The British writer, mathematician and logician Charles Lutwidge Dodgson (which was Lewis Carroll’s real name) worked in the fields of geometry, matrix algebra, mathematical logic and linear algebra. Dodgson was also an influential logician. (He introduced the Method of Trees; which was the earliest use of a truth tree.) For some time Dodgson was Mathematical Lecturer at Christ Church, Oxford University.
And, of course, Dodgson (under the name Lewis Carroll) also wrote Alice in Wonderland, Alice Through the Looking Glass and many other books and poems.
*********************************
Lewis Carroll (I’ll use Dodgson’s better-known pen name from now on) formulated his premises paradox in 1895. (The argument was advanced in Carroll’s paper ‘What the Tortoise Said to Achilles’; which was published by the journal Mind.) This paradox refers to the possibility of infinite premises being required in order to reach a single conclusion.
Firstly, two or more premises are usually linked to a conclusion in a logical argument.
So how are they linked?
Now that can be a question of the philosophical nature of the link between premises and conclusion: whether it’s an example of entailment (or logical consequence), implication (or material implication) or whatnot. However, that wasn’t the point that Lewis Carroll was making. He was making a purely logical (not a philosophy-of-logic) point.

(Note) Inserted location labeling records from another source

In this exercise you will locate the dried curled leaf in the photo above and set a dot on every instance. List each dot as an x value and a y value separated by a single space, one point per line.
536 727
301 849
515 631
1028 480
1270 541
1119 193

To put this simply: in order to justify (or explain) how any given premises are related to a conclusion (or how the premises entail or imply the conclusion), then a further premise will need to be brought into the argument in order to do so. Moreover, another premise will be required in order to tell us (or show us) how (or why) it’s the case that if the premises are true, then the conclusion must follow and also be true.
Now that added explanation (or justification) will itself be a premise within the argument.
Of course the same problem will repeat itself.
Just as we brought in a premise to link two, three or more premises to a conclusion: now we have to say how this new premise is itself linked to those previous premises. Or, alternatively, we’ll need to know how all the premises (when taken together) are linked to the conclusion.
A solution has been offered to this logical paradox.
That solution is simply to say that no added premises are needed in the first place. That is, the link between the premises and the conclusion doesn’t need to be explained (or justified) by a further premise.
So why is that?
The (or one) answer is to say that the premises and conclusion are simply linked by a rule of inference. That rule itself explains (or shows) the relation between the premises and the conclusion. Nonetheless, that sounds (at least at a prima facie level) like a cop-out. To simply say that premises are linked to a conclusion by a rule of inference doesn’t appear to be saying anything… much. Surely that rule -again! — will need to be explained by a further premise.
It can also be argued that saying that premises are linked to a conclusion by an inference rule is itself a further premise.
Yet that’s unless that rule of inference somehow works without any justification or explanation.
In other words, it’s not a justification: it’s just a rule. It’s something that “can be shown but not said” (to use Wittgenstein’s much-quoted phrase); just as the nature of the logical constants can’t be said, only shown.